Raiva em gatos. Sintomas aos quais você deve prestar atenção.

Raiva em gatos. Sintomas aos quais você deve prestar atenção.

Embora todos os anos se mencione a vacinação obrigatória de cães contra a raiva, na verdade, os gatos que saem e os gatos de caça são os que mais precisam. Eles podem entrar em contato com portadores da raiva, que frequentemente incluem morcegos, esquilos e raposas. Infelizmente, até o momento, não há obrigação de vacinar gatos contra a raiva. Apesar da ausência de uma exigência, vale a pena vacinar o gato que sai, para protegê-lo dessa doença mortal e, ao mesmo tempo, proteger a si mesmo. É importante saber quais são os sintomas da raiva em gatos.

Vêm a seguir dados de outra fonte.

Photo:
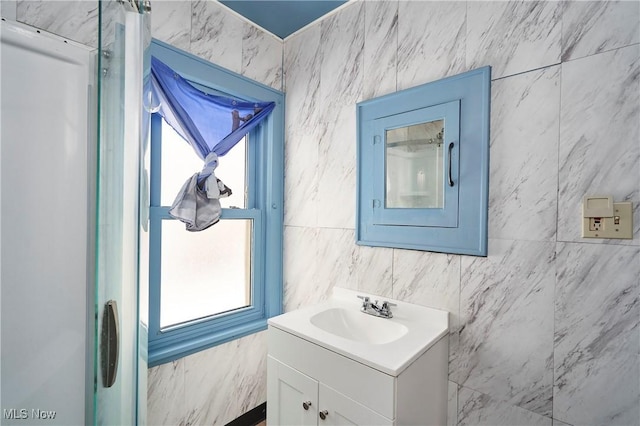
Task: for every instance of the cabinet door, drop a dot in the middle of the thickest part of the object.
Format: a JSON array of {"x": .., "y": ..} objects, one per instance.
[
  {"x": 292, "y": 397},
  {"x": 341, "y": 410}
]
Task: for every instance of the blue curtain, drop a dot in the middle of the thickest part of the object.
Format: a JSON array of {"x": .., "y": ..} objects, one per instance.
[{"x": 212, "y": 125}]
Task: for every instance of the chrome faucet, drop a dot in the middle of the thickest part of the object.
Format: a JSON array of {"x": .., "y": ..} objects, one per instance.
[{"x": 382, "y": 311}]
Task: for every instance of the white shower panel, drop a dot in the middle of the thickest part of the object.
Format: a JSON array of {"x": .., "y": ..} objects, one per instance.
[{"x": 46, "y": 276}]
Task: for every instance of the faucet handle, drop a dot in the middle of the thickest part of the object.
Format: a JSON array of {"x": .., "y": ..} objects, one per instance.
[
  {"x": 365, "y": 301},
  {"x": 386, "y": 305}
]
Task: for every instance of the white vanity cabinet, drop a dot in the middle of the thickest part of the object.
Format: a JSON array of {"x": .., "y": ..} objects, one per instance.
[
  {"x": 306, "y": 380},
  {"x": 304, "y": 401}
]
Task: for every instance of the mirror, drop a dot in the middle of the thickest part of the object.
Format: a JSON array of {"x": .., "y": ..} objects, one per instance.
[{"x": 414, "y": 166}]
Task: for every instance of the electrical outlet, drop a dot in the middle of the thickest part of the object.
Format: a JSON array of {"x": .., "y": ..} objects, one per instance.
[
  {"x": 619, "y": 225},
  {"x": 595, "y": 223}
]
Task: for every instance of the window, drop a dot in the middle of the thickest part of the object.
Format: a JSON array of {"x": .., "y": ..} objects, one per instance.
[{"x": 213, "y": 286}]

A raiva é uma doença viral aguda que causa mudanças inflamatórias no cérebro. Graças às vacinas profiláticas para raposas e outros animais selvagens, bem como para cães, a taxa de casos de raiva na Europa é baixa. Mesmo assim, em todo o mundo, ainda morrem anualmente uma quantidade significativa de animais e cerca de 26 a 60 mil pessoas devido à raiva. A raiva pode ser transmitida por todos os animais de sangue quente. A infecção por raiva ocorre principalmente através de mordidas, mas também pode ocorrer pelo ar, por via subconjuntival ou através de transplantes de órgãos. O período de incubação da doença varia de um mês a três meses e depende muito do local da mordida. Às vezes, no caso de mordidas na cabeça, o período de incubação pode ser de apenas alguns dias, enquanto em outras situações o vírus pode se alojar entre as vértebras, fazendo com que o período de incubação se estenda por até um ano.

Quais são os sintomas da raiva em gatos?

Existem duas formas: a forma furiosa e a forma paralítica. A raiva começa com mudanças no comportamento. Gatos antes medrosos começam a se aproximar de pessoas e outros animais, enquanto aqueles que eram agressivos tornam-se retraídos e medrosos. O segundo estágio é o estágio furioso. Dura de 1 a 7 dias. Nesse período, o animal ingere objetos não comestíveis, como pedras, e se torna agressivo em relação a outros animais e pessoas. O último estágio da doença apresenta-se na forma paralítica. Aparecem convulsões, coma, paralisia do centro respiratório, paralisia dos membros posteriores, queda da mandíbula ou protrusão da língua. Por fim, ocorre paralisia total e morte.

Como não há cura para essa doença, todo proprietário responsável de um cão ou gato deve vacinar seu animal contra essa doença. Através da vacinação adequada, é possível preveni-la efetivamente. Portanto, realmente vale a pena decidir por isso, mesmo que essas vacinas não sejam obrigatórias para gatos. Vale a pena perguntar ao veterinário sobre o calendário de vacinação e se inscrever para essas vacinas. Para um gato que sai, o ideal é repetir as vacinas a cada 2-3 anos. Assim, é possível proteger outros animais de estimação e a si mesmo de infecções. Para os humanos, há ainda uma certa salvação, se a mordida não for grave e for possível administrar todas as doses da vacina logo após a mordida e depois em intervalos de tempo, embora isso não seja sempre uma garantia. No entanto, gatos ou cães não vacinados, que foram mordidos e infectados com o vírus da raiva, infelizmente, sempre morrem.